Oltre agli occhi chiusi (quello che voglio vedere non esiste, e quello che posso vedere è orribile), all’assenza della bocca (a nessuno interessa cosa io abbia da dire; la bocca non serve ad una donna nella gabbia che i talebani hanno costruito), alle spalle larghe (per vedere la donna nella società in un altro modo, forte, piena di movimento e libera di essere felice), agli strumenti musicali (sono un simbolo potente che rappresentano la capacità di esprimersi liberamente, nonostante l’assenza della parola), c’è un altro simbolo che bisogna chiarire: il burqa e lo chador con le quali Shamsia rappresenta questa donna sono stati causa di fraintendimenti,

È già accaduto che l’artista sia stata “accusata” di sostenere l’utilizzo del burqa come strumento di oppressione della donna.

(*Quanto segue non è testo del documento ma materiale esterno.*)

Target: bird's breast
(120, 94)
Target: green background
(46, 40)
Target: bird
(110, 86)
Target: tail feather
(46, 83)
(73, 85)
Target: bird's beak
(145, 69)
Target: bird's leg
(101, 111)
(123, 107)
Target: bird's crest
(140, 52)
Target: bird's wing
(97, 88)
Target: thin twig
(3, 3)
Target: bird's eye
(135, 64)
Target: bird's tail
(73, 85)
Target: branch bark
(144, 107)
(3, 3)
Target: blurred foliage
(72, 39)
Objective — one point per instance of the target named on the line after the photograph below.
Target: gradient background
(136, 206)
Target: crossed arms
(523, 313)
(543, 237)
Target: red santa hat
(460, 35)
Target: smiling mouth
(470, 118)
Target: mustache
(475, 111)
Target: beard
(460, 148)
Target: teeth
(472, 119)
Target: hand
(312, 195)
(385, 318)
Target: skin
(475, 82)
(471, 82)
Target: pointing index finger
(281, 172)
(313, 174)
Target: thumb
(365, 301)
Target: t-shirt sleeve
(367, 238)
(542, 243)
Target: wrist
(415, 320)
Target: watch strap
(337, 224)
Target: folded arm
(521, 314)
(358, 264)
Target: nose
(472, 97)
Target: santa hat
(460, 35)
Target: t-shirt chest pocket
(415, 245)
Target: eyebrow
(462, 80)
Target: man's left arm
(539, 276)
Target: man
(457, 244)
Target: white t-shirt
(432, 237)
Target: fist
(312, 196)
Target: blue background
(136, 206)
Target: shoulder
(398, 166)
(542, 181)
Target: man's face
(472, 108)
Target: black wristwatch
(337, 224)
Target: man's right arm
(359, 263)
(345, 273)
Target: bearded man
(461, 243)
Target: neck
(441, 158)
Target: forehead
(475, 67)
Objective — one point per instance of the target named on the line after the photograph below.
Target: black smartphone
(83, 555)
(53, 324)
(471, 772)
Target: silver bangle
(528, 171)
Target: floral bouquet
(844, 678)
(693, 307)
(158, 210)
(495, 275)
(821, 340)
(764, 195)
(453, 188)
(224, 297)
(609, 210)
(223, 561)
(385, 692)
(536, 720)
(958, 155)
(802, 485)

Questa visione semplicistica e presuntuosa, con la quale a noi occidentali piace giudicare i costumi del Vicino ed Estremo Oriente, è difficilmente la migliore ottica dalla quale poter osservare i lavori di Hassani, infatti il velo dei suoi disegni non è per nulla coprente, bensì trasparente, per rivelare la forza e l’umanità della donna che vi sta sotto; inoltre come afferma la stessa artista, il punto non è il burqa, non è contro di esso che si deve lottare: nelle teocrazie fondamentaliste islamiche come l’Afghanistan, anche senza burqa la donna non acquista certo più diritti, più dignità, più libertà e rispetto nella società, Shamsia non crede che sia bruciando un indumento che si possa produrre qualche cambiamento; crede invece che l’istruzione della donna debba essere lo strumento primario, la giusta strada per giungere all’emancipazione della donna e alla conquista di quei diritti che dovrebbero essere garantiti a tutti gli esseri umani.